Business is all about trade, the exchange of value between two or more parties, and cash is the asset needed for participation in the economic system. For this reason - while some industries are more cash intensive than others - no business can survive in the long run without generating positive cash flow per share for its shareholders. To have a positive cash flow, the company's long-term cash inflows need to exceed its long-term cash outflows.
It is important to note the distinction between being profitable and having positive cash flow transactions: just because a company is bringing in cash does not mean it is making a profit (and vice versa).

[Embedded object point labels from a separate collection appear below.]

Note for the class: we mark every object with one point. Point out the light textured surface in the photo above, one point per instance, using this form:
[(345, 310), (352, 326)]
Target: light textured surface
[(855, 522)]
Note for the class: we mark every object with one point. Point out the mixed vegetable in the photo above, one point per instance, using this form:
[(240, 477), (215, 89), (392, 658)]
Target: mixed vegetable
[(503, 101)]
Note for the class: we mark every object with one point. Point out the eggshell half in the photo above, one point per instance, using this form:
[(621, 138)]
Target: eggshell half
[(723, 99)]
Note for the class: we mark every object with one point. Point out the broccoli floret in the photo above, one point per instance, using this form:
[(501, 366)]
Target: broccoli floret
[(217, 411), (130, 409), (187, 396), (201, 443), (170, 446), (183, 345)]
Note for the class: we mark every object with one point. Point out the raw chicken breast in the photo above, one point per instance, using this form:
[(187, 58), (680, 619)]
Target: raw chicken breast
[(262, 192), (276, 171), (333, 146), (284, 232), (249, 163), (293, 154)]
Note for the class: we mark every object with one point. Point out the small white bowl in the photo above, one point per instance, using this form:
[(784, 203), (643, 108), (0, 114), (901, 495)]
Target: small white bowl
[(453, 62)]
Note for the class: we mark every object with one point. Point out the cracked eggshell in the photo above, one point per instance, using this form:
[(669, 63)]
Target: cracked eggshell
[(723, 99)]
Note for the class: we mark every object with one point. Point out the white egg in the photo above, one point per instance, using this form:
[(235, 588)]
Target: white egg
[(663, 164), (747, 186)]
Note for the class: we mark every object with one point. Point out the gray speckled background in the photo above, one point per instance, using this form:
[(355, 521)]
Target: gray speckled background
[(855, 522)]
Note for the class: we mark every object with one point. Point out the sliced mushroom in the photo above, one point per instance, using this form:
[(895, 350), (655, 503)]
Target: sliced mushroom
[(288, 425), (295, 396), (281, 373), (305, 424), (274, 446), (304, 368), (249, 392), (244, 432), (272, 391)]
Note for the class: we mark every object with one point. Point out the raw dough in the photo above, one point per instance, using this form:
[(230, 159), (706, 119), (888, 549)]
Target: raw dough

There are three important parts of a company's financial statements: the balance sheet, the income statement and the cash flow statement. The balance sheet gives a one-time snapshot of a company's assets and liabilities . And the income statement indicates the business's profitability during a certain period.
All companies provide cash flow statements as part of their financial statements, but cash flow (net change in cash and equivalents) can also be calculated as net income plus depreciation and other non-cash items.
What Cash Flow Doesn't Tell Us
Cash is one of the major lubricants of business activity, but there are certain things that cash flow doesn't shed light on. For example, as we explained above, it doesn't tell us the profit earned or lost during a particular period: profitability is composed also of things that are not cash based. This is true even for numbers on the cash flow statement like "cash increase from sales minus expenses", which may sound like they are indication of profit but are not.
Like so much in the world of finance, the cash flow statement is not straightforward. You must understand the extent to which a company relies on the capital markets and the extent to which it relies on the cash it has itself generated. No matter how profitable a company may be, if it doesn't have the cash to pay its bills, it will be in serious trouble.